I run a small custom software company in Michigan.
I want to get better at outbound sales beyond just cold emailing or messaging people through LinkedIn.
We’re about to start publishing case studies and doing some outreach, so I want to take some time to study outbound sales and improve my skills.
Any recommended courses, books, or frameworks for B2B outbound sales, consultative selling, or building effective outreach pipelines?
Thanks!
I’d focus on zeroing in on a niche (even if it’s an artificial niche). Develop case studies for how you’ve helped people in your specific niche. Then find people in that niche and offer them those same niche services.
Do not try to be everything to everyone. No one wants to work with a software agency that “does anything”. (Well it’s possible but then you’re competing with thousands of other consultancies).
If you develop into a niche well, you’ll have less competition, you’ll be able to target the right people more easily, and youll be able to write messaging that speaks to people in that niche.
Everything gets easier when you narrow in on a small slice of a market. The problem set becomes smaller and easier to solve.
Once you see some traction, start to expand your niche.
Example 1: The other day I was trying to fix a sprinkler. My results were mid, then I saw a truck at my neighbors house with a phone number.
1. I was not in the market for sprinkler repair until that day. 2. I was too busy to make a market comparison, seeing that my neighbor did it was enough.
Example 2: I was thinking about refining my mortgage this year. My current servicer called me one day with an offer. It was a competitive but not t optimal deal, but the lady on the phone signaled to me she understood my values and would get it done.
That’s what you are looking for with outbound, people who are in need, willing to part with cash, but probably not shopping for the thing.
This is why cold calling works and why volume is so important. You aren’t trying to persuade people who aren’t interested, but trying to find those who are.
The biggest fear of people with money is not spending money, but that what they pay for won’t work out.
But you're actually doing something even more common: running a consulting business, and there's plenty of content on that for just that reason, so I would go find content on how to scale a consulting business, e.g. this seems like the start of a thread to pull on https://training.kalzumeus.com/newsletters/archive/consultin...
www.salesviewer.com
They are analyzing your website data and telling you very much about the visitor. (I guess they are also doing some fancy AI stuff in the background, like connecing/syncing with linkedIn for known static-IPs etc.)
Give it a try!
- Make two (nested) lists - the people you know in real life- and the people they might know. Now, can any of these people be your potential buyers? if they are in first list, good, just talk to them, if they are in second list, ask for an introduction from your connection in first list.

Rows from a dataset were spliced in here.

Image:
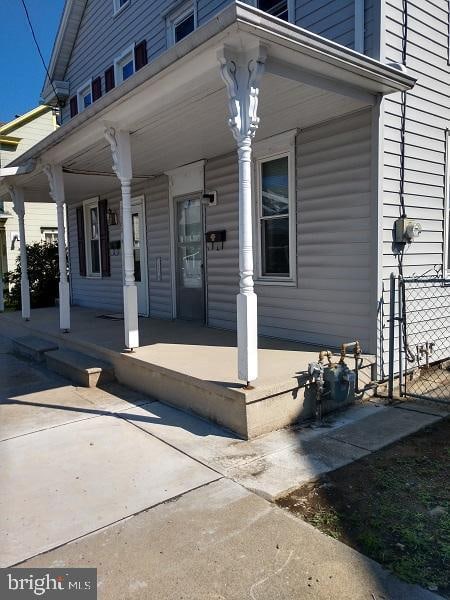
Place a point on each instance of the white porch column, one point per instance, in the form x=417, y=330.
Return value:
x=121, y=155
x=242, y=75
x=17, y=196
x=56, y=184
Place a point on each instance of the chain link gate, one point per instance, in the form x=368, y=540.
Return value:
x=423, y=318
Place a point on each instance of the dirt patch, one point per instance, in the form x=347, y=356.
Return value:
x=393, y=506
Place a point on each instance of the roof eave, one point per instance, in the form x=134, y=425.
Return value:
x=236, y=17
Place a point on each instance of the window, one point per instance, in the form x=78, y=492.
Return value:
x=124, y=66
x=183, y=26
x=119, y=4
x=92, y=237
x=180, y=23
x=276, y=8
x=84, y=96
x=276, y=218
x=49, y=235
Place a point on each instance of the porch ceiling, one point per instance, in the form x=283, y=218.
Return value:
x=176, y=108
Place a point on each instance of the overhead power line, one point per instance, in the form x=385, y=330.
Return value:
x=27, y=14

- Advertise where your potential buyers might notice.
Because to solve someone's problems, they have to tell you their problems.
Or to put it another way, the thing you do is to solve the actual problems other people have. That's what you need to sell. You aren't selling the fact that you know how to use a hammer. You are selling the idea that you can build the right hammer for the job.
So sales is not "out reach." It is "what do you need?" and you will probably do better by optimizing for getting to that conversation, not through optimizing for low effort on your part.
Linked-in is best used for networking not push notification. Networking is about trust. Maybe you can't help with someone's problem but you know someone who can.
Finally, you can't sell desperately. Good luck.
2 - Understand what is the problem you're solving and how companies can benefit from it
3 - Understand how companies actually do procurement
4 - Outbound sales are the ones that sucks the most. A rejection is just a rejection, don't take it personally (one part of having actual sales people is being a more impersonal process - they care about the sales but a rejection is taken less personally)
1) "inbound marketing"
2) The lean startup / MVP
Also running a small consultancy firm like OP and coming from a technical background, building an effective sales motion is the hardest challenge.